Oct. 13 (Bloomberg) -- HNA Group Co., the airline, shipping and hotels group backed by the government of Hainan province, is among companies bidding for luxury-hotel chain Amanresorts International Pte., said two people with knowledge of the matter.
The people, who declined to be identified because the sale process is private, didn’t say how much HNA offered. DLF Ltd., the Indian real estate developer that owns Amanresorts, has received at least five non-binding bids of $400 million to $450 million for the company, a person familiar with the matter said last month.
Buying Amanresorts would add hotels where rooms often cost more than $1,000 a night for HNA, which is making acquisitions in industries ranging from airports to shipping-container leasing. LVMH Moet Hennessy Louis Vuitton SA is also among potential bidders for Amanresorts, people familiar with the matter said last month.
“Both sides are currently at preliminary stage of discussion and no material progress has been made,” Eric Huang, a spokesman at HNA, said in an e-mailed response to questions from Bloomberg News on the bid for Amanresorts.
Amanresorts owns and manages 25 small luxury resorts worldwide, according to its website.

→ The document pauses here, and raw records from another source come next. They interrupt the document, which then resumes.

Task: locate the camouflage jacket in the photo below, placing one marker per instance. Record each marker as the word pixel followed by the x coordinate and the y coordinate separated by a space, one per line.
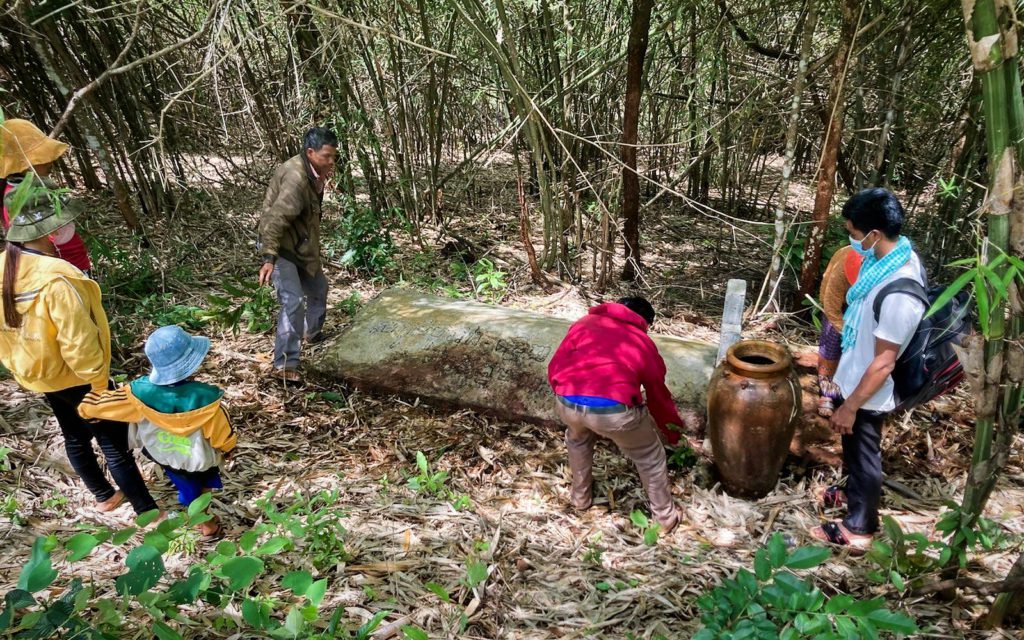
pixel 290 222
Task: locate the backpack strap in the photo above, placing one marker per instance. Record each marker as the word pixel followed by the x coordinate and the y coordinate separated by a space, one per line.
pixel 905 286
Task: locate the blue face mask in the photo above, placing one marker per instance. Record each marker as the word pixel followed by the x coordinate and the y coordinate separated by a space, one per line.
pixel 858 246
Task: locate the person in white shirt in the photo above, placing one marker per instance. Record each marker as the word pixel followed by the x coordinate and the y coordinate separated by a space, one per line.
pixel 873 219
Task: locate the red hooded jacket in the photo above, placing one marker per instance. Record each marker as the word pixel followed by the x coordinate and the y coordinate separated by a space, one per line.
pixel 607 353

Sanjey Roy, a spokesman for DLF in New Delhi declined to comment on the sale.
HNA said in August it’s bidding for Hochtief AG’s airport-operating business and is in talks to buy commercial property in Beijing owned by Gome Electrical Appliances Holdings Ltd.’s jailed founder Huang Guangyu. The same month, General Electric Co. said it agreed to sell shipping-container lessor GE SeaCo for $1.05 billion to HNA and Bravia Capital.

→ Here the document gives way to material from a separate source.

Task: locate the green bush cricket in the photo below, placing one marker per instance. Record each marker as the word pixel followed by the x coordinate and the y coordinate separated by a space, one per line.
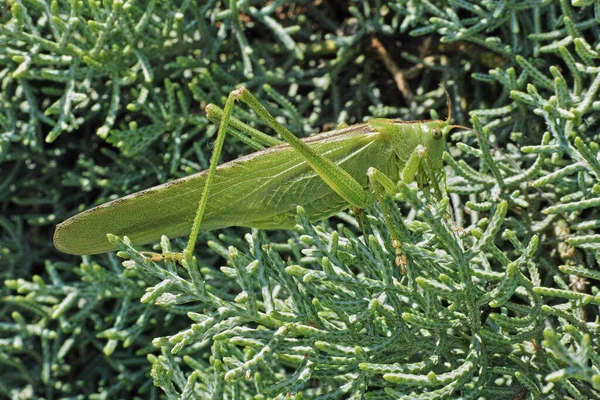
pixel 325 174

The Chinese company, based in Haikou City, Hainan province, is in talks to buy a 20 percent stake in Spanish hotel chain NH Hoteles SA, El Confidencial reported on Sept. 29, citing unidentified people.
DLF bought a controlling stake in Amanresorts in November 2007 for about $400 million, including $150 million of net debt. The developer took full ownership of the hotel chain during the fiscal year that ended March 31 after settling litigation with minority shareholders, according to its annual report.